Computer Model Presents Overbooking Strategies to Use When Patients Are No-Show

The no-show rate and cancellation issues at clinics have been under scrutiny by researchers because they present a significant impact on cost and resource allocation. A recent paper published in the International Journal of Engineering Management and Economics presented a computer model to help assess current clinic performance under various no-show rates and patterns and test several overbooking strategies to improve clinic’s efficiency and enhance performance.

Researchers collected data from a US-based general practice clinic that operated from 8 am to 5 pm with 1-hour lunch from 12 pm to 1 pm, scheduling patients every 15 minutes and treating a patient every 15 minute on average. Eight scenarios were simulated so researchers could analyze the variability in scheduling and treatment times, the impact of patients reneging and walk-in patients. Researchers also developed a unified clinic utility function that analyzed the impact of overbooking on patients treated, utilization and wait time.

Researchers found that variability in arriving and treatment times disturbed clinical operation and resulted in fewer patients treated per day with longer waiting time and reduced utilization. Variability in treatment time also had a bigger negative impact vs. variability in patients’ inter-arrival times. The number of reneged patients decreased and the number of treated patients’ waiting time improved as the percentage of patients’ no-show increased, according to study results. However, with appointment overbooking, researchers saw an increase in patient waiting time and patient reneging.

Greater utility was found with overbooking when no-show rates were high because of the increased improvement opportunity. Researchers found that the best overbooking strategy was to overbook a patient periodically at double the treatment time when a clinic has patient-based dynamic overbooking with high no-show rates.
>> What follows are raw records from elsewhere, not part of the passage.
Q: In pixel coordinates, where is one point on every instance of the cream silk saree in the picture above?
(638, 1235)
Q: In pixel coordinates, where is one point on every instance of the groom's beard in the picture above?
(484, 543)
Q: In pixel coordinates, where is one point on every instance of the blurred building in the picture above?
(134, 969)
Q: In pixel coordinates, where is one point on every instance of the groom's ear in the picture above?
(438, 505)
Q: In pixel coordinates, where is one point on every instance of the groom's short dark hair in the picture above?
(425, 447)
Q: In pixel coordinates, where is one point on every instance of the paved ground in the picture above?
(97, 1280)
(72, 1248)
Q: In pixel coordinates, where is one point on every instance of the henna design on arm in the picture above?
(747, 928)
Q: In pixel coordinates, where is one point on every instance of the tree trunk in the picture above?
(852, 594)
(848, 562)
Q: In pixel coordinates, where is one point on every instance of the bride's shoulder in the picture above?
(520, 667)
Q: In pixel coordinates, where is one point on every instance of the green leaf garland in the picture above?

“The clinic manager has to assess the financial situation of the clinic and select the most effective overbooking strategy to improve clinic performance. Reducing variability in service time first and later in patient’s arrival times would be a major recommendation in this regard,” the researchers concluded. “The proposed simulation-based overbooking model accommodates a wide range of clinic sized and no-show rates, allowing its application in a variety of clinical practices.”

For more information:
Al-Aomar R, Awad M. Dynamic process modeling of patients’ no-show rates and overbooking strategies in healthcare clinics. Int J Engineering Management and Economics. 2012;3:3-21.

Disclosure: The researchers have no relevant financial disclosures.